February 28, 2019
‘Helvetica’ has been rescheduled to Thursday, February 28, 2019, 7:00 p.m.
FREE admission!
Helvetica
A documentary film by Gary Hustwit.
Helvetica is a cinematic exploration of urban spaces in major cities and the type that inhabits them, and a fluid discussion with renowned designers about their work, the creative process, and the choices and aesthetics behind their use of type. Helvetica encompasses the worlds of design, advertising, psychology, and communication, and invites us to take a second look at the thousands of words we see every day.

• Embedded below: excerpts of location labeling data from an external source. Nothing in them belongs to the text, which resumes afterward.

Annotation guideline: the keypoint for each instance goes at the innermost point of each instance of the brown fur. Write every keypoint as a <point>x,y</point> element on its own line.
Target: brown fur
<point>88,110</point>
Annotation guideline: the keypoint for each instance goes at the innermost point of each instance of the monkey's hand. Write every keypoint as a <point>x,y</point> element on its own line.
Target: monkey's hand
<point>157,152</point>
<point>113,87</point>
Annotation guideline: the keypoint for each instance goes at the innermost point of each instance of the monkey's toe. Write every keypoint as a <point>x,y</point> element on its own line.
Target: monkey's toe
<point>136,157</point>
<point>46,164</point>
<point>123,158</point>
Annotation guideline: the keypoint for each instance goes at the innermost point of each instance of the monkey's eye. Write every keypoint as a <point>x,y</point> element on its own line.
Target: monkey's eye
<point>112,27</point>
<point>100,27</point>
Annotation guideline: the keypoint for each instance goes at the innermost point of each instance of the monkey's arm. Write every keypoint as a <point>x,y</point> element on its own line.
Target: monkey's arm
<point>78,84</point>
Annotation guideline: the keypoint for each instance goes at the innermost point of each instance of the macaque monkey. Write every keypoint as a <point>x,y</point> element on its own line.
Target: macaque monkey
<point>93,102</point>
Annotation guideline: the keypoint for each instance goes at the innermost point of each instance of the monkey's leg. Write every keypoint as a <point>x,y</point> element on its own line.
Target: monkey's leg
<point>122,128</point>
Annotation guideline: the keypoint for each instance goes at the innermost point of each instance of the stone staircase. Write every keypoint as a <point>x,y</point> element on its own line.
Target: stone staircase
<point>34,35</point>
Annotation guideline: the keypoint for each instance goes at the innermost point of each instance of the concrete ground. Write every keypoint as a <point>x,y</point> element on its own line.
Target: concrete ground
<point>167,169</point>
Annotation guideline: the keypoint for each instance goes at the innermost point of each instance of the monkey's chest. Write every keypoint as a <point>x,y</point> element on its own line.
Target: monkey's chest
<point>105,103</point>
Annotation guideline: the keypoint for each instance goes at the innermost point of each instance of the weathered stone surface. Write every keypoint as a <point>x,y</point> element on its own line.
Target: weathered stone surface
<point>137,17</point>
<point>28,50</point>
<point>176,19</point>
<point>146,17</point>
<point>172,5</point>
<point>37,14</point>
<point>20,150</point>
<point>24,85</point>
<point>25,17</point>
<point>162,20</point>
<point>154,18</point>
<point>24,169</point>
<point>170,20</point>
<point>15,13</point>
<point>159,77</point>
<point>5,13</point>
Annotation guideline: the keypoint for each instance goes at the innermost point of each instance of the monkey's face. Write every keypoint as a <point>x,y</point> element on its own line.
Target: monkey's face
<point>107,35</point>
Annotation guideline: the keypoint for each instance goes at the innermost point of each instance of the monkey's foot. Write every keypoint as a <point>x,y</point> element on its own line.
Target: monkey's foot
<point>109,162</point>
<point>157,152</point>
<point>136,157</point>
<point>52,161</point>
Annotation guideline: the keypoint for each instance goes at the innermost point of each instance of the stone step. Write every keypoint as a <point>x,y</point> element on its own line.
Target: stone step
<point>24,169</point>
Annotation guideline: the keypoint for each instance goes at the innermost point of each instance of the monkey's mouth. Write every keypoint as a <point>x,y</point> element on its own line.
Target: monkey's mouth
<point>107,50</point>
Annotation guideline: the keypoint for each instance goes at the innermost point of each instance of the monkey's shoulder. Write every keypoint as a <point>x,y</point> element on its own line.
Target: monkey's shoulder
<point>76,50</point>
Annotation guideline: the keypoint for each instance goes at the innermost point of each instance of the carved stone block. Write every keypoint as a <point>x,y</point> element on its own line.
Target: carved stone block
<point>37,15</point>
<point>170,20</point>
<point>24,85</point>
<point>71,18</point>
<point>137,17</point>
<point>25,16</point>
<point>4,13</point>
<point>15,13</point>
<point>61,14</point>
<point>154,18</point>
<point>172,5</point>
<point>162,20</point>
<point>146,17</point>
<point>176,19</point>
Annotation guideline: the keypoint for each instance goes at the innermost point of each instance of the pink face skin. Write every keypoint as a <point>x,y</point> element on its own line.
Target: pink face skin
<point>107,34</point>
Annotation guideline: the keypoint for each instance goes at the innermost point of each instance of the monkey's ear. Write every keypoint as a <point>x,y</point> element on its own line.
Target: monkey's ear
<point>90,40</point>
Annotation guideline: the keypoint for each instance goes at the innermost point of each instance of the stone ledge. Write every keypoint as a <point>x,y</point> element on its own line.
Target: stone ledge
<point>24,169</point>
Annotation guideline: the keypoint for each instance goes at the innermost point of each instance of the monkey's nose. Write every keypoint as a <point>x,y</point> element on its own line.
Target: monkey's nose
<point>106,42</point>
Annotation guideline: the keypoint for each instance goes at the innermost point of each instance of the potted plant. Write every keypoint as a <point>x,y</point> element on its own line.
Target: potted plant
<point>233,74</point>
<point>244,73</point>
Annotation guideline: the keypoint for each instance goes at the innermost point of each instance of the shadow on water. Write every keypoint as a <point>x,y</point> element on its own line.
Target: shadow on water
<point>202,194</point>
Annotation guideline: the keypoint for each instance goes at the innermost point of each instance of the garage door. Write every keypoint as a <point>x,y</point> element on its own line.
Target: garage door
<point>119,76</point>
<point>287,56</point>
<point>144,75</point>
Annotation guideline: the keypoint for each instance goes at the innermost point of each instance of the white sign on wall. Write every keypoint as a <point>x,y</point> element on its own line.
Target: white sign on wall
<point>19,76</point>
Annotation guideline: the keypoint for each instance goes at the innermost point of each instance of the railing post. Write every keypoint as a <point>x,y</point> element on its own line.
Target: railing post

Interviewees in Helvetica include some of the most illustrious and innovative names in the design world, including Erik Spiekermann, Matthew Carter, Massimo Vignelli, Wim Crouwel, Hermann Zapf, Neville Brody, Stefan Sagmeister, Michael Bierut, David Carson, Paula Scher, Jonathan Hoefler, Tobias Frere-Jones, Experimental Jetset, Michael C. Place, Norm, Alfred Hoffmann, Mike Parker, Bruno Steinert, Otmar Hoefer, Leslie Savan, Rick Poynor, and Lars Müller.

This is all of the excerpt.